Whether the Eastern Shore of Maryland and the two southernmost counties of Delaware decided to combine forces or not, their frustrations are basically a shared dislike of the mandates and dictates forced upon them by Annapolis and Dover, respectively. Those were once cooled off in a bygone era because state Senators were allocated by county and not by population - meaning rural interests had a majority in one legislative body while urban and suburban interests held sway in the other. It was a formula set up similarly to the compromise that established the federal system, where the House representation is allocated by population, but the Senate is equally allocated by state. While it may seem unfair that California and Wyoming have equal Senate representation, that was the “big state vs. small state” pact the Founders worked out. Unfortunately, at the state level the 1964 Reynolds v. Sims decision of “one man, one vote” shifted all of the power to the populated areas - hence the frustration of rural interests.
(While Reynolds v. Sims was decided in 1964, a federal District Court had ruled two years earlier that Delaware’s initial proportion of seven Senators per county was unconstitutional on similar grounds and basically forced the General Assembly to revise the state constitution at the earliest possible opportunity, with the first leg passing in 1962 and second leg coming shortly after the DGA was sworn in back in January 1963. On the other hand, because they only have state legislative elections every four years, Maryland changed their Senate from 2 per county, plus two representing Baltimore City for a total of 48, to its present district-based apportionment of 47 members in reaction to Reynolds v. Sims in time for the 1966 election. The Delaware situation was explained in Justice Harlan’s dissent.)
Perhaps a new and novel strategy these secession interests could attempt, then, is to figure out a way to bring a case to overturn Reynolds v. Sims, arguing that states should have the right and duty to set up their Senate or equivalent upper legislative body on a federal model as initially intended. (The only state this wouldn’t work for is Nebraska, which has a unicameral legislature.) To do otherwise is to subordinate the interests of rural counties to those of urban counties, making states more of a democracy than the republican form of government they were intended to have. After all, the bad precedents of Roe v. Wade and the Chevron decision have recently gone by the SCOTUS wayside, so this would be a chance to correct another wrong.

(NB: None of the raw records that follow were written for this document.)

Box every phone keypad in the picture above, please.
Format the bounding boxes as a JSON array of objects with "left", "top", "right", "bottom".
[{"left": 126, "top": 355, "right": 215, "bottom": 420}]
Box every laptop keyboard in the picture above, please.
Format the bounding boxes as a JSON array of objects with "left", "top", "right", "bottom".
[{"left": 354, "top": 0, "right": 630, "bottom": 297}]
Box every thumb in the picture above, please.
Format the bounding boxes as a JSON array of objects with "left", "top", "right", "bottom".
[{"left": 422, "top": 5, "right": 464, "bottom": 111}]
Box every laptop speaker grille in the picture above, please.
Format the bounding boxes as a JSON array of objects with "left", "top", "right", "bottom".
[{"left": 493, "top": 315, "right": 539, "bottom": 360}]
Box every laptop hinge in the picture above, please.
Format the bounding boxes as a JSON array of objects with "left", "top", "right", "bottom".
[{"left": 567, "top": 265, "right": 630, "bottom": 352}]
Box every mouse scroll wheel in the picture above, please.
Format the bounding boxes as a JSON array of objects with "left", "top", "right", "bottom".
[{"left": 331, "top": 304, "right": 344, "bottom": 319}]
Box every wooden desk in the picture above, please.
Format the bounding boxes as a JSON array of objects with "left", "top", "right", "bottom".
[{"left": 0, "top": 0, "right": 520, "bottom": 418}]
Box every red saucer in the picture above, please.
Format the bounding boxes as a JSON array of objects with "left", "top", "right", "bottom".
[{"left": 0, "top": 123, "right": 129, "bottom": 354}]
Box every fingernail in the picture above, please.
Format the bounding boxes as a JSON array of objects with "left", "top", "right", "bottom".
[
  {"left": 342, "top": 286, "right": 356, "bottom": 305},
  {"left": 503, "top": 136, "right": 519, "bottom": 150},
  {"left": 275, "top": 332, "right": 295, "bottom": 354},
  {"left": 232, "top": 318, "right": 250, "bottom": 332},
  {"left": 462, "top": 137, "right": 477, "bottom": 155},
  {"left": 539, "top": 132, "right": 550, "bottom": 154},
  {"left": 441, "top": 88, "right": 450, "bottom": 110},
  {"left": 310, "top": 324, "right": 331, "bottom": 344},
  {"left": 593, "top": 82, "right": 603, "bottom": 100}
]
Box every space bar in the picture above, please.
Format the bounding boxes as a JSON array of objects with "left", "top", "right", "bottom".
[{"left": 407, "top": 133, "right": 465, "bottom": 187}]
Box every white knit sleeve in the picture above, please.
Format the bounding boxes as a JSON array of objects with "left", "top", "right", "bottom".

At a time when our respective states’ legislative bodies are trying to run roughshod over rural interests (for example, in the realm of green energy or marijuana dispensaries) this is a vital fight to have.
In the meantime, though, you can Buy Me a Coffee, since I have a page there now.
I wrote about this, too: https://albertcory50.substack.com/p/let-my-people-go
I didn't know about Maine, Delaware, and Maryland, though. I did find a few blue counties stuck in red states and which might like to move, so it's not 100% red counties trying to leave blue states.
Both states have to approve and the Federal government has to approve. The sticky bit is the state being diminished. I think the Feds could apply sufficient leverage on them to get them to approve, too.
Whoa… this is new knowledge. As I have written about the potential states of Jefferson and North Colorado, this coming out of Maine is fascinating.
Will be tracking this - thanks, Michael!